While many remember the Pistons beating the Lakers that season, some may forget that the team actually held the No. 2 overall pick in the star-studded 2003 NBA Draft, which boasted future Hall of Famers like LeBron James (No. 1 pick), Carmelo Anthony (No. 3 pick), Chris Bosh (No. 4 pick) and Dwyane Wade (No. 5 pick). Sandwiched between all those guys? Darko Milicic, a then 17-year-old from Europe who was the great unknown of that draft class.
Taken with the No. 2 overall pick by the Pistons, Darko entered a locker room primed for a title run. He didn’t play often, if at all, and, while it may have ultimately hurt his NBA career, it didn’t disrupt the team’s chemistry. Milicic knew his role and went about his business on a team of veterans, and it helped Detroit all season long.
It’s that selflessness that Ben Wallace says separated Darko from Carmelo, and why, in the big man’s words, is why the Pistons were able to win a title.
Recently joining the 120 Watts podcast, Wallace described the reason why choosing Anthony instead of Milicic — which many fans look back on now as a missed opportunity — wouldn’t have led to a championship that season.
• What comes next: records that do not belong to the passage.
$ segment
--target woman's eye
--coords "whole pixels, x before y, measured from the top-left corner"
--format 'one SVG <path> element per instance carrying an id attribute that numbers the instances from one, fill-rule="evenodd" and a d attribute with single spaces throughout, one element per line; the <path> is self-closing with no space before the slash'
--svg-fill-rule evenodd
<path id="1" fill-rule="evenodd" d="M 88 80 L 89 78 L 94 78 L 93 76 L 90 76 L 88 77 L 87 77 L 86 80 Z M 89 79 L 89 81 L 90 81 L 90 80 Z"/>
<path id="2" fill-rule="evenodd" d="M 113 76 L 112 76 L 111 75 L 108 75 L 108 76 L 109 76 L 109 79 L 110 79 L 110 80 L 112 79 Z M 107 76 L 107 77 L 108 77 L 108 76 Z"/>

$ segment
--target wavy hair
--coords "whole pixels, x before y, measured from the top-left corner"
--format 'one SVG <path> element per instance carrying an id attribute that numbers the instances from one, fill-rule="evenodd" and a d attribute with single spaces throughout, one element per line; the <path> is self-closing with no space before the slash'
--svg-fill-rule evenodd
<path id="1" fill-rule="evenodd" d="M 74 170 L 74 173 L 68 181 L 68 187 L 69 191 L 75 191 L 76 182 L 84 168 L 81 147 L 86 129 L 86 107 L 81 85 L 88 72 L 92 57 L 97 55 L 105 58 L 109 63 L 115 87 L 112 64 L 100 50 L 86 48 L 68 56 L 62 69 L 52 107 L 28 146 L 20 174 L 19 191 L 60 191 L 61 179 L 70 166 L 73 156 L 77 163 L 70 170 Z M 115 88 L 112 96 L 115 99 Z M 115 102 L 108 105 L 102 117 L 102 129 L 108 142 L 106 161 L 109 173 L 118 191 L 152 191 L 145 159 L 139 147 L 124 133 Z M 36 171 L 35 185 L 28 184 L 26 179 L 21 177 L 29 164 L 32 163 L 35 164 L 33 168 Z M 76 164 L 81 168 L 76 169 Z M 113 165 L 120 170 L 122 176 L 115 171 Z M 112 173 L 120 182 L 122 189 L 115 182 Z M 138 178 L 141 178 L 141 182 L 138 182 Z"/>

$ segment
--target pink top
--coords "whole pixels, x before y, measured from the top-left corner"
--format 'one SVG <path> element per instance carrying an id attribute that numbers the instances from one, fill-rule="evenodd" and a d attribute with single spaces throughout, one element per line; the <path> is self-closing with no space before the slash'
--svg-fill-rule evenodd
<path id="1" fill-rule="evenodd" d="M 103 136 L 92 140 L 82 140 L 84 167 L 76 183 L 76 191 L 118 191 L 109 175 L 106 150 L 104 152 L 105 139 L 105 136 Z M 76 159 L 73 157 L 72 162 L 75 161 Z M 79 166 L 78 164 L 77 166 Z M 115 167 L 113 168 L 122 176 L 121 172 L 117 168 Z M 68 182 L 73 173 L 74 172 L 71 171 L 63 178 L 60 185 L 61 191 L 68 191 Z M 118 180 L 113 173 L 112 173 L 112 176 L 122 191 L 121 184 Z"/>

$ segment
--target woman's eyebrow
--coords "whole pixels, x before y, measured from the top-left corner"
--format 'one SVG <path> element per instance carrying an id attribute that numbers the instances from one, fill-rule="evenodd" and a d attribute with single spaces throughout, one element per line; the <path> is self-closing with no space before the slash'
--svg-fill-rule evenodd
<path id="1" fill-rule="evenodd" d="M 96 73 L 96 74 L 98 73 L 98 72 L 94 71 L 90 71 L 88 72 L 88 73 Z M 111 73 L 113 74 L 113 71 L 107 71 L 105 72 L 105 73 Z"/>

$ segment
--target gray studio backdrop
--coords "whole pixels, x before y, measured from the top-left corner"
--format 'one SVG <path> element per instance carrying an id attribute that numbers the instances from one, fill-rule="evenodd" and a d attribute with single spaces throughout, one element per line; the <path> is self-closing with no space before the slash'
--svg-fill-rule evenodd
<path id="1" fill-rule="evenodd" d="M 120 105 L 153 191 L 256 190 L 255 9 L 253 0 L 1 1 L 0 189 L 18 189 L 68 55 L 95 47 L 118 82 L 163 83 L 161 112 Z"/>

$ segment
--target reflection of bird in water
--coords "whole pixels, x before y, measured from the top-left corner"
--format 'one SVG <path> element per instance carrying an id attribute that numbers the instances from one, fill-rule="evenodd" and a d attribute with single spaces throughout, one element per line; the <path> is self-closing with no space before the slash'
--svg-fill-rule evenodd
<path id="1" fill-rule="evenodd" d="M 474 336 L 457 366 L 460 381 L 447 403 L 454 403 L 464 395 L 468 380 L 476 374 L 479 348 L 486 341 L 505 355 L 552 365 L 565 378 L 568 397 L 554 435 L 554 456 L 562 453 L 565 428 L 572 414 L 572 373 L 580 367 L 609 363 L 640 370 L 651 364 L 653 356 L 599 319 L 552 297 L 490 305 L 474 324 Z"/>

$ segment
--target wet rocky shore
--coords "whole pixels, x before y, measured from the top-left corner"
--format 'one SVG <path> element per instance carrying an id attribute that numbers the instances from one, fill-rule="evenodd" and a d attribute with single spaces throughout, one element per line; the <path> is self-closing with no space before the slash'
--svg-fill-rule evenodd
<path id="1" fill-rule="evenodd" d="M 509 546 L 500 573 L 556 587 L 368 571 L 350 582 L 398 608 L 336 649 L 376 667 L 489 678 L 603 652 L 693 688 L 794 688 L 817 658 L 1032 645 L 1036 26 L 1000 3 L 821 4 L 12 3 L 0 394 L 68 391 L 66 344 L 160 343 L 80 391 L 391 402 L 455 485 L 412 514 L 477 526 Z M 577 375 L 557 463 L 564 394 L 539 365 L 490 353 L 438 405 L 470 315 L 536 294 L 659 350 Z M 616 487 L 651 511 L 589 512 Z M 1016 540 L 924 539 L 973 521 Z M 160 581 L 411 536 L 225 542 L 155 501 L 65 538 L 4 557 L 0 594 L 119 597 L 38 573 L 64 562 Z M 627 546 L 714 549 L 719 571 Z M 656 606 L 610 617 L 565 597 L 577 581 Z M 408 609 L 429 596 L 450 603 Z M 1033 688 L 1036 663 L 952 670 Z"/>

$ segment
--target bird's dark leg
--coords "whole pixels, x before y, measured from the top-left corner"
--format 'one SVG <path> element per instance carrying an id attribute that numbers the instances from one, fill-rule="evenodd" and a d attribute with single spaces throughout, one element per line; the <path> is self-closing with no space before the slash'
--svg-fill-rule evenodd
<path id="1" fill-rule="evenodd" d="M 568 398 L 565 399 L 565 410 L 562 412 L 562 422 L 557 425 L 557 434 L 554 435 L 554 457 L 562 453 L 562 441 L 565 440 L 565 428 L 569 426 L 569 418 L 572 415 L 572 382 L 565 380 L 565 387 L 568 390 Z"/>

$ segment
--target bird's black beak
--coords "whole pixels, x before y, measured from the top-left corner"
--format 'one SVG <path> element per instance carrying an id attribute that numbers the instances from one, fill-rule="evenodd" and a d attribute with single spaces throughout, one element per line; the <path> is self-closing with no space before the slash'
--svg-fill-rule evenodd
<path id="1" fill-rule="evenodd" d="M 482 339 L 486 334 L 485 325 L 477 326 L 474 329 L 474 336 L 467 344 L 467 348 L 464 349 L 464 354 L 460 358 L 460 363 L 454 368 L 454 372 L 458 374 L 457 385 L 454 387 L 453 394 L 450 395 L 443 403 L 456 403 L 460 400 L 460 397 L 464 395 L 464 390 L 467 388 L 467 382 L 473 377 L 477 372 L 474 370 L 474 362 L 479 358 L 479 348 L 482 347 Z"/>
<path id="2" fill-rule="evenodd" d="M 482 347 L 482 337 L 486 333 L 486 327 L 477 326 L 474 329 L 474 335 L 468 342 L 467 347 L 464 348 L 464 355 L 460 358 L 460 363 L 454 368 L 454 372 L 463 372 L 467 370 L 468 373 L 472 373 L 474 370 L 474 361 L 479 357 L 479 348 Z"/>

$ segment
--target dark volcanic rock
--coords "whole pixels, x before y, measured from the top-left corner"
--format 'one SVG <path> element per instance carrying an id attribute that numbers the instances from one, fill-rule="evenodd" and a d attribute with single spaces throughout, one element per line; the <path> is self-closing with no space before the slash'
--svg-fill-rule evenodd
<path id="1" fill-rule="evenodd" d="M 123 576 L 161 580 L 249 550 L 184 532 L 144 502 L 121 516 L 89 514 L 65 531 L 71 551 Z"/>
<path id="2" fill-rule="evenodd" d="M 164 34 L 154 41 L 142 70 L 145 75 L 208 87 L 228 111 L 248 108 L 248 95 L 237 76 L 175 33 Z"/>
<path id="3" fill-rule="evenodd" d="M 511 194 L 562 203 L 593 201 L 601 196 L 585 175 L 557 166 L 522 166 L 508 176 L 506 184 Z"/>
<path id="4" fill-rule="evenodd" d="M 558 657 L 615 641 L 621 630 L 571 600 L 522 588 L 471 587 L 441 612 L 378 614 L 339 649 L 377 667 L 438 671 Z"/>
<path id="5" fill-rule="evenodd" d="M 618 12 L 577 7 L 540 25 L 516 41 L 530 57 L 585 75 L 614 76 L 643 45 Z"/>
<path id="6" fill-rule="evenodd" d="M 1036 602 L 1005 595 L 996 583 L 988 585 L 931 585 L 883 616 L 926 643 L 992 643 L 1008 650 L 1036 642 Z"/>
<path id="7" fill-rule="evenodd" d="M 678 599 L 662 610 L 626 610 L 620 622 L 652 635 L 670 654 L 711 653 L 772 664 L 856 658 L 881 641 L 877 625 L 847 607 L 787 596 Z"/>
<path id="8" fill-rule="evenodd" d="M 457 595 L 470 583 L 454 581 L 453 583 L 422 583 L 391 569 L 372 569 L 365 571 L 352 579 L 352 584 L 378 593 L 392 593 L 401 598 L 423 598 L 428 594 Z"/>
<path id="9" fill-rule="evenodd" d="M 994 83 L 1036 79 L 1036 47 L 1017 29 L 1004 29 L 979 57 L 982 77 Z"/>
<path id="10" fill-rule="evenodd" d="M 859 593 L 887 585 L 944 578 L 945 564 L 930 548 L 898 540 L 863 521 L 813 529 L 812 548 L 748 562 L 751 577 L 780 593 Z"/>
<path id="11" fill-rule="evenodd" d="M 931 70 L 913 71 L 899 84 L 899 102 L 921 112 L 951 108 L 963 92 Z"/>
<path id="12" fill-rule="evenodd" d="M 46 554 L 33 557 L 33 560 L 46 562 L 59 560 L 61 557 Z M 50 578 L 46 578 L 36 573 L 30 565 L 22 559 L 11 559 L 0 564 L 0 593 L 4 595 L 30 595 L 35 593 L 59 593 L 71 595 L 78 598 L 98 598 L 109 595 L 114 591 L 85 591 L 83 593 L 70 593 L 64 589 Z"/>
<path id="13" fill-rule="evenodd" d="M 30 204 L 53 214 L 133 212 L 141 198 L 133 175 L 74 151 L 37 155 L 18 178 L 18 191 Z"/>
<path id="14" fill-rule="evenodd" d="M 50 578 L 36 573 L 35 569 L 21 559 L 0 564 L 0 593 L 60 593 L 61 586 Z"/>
Take a look below.
Look, say what you want to about the Pistons earning the “Human Victory Cigar” over a future Hall of Famer, but Ben Wallace has it right here, because Melo would’ve absolutely come in with a bigger ego and a bigger pedigree, meaning he (probably) wouldn’t have meshed well with the veterans in Detroit’s locker room. His sense of entitlement could’ve derailed the team’s title hopes, especially after he led Syracuse to the national title in his lone college season.
On the flipside, it’s interesting hearing Wallace describe how Darko came in and sort of thought that he “couldn’t play yet.” It’s not necessarily the mentality many would think a No. 2 overall pick would have, but it ended up working wonders for the Pistons in 2004, and helped them keep a strong chemistry in the locker room by avoiding internal distractions.
Still, the Pistons choosing Darko Milicic over Carmelo Anthony — or any of the other future Hall of Fame players in the ’03 draft — is one of the great “what if…?” debates in sports history. Is Ben Wallace right in his claim that the team wouldn’t have won? Would Melo had been humbled and be groomed by the veterans on that team? Or would Detroit had set themselves up for a longer championship window for the next decade? If only sports fans had the answers.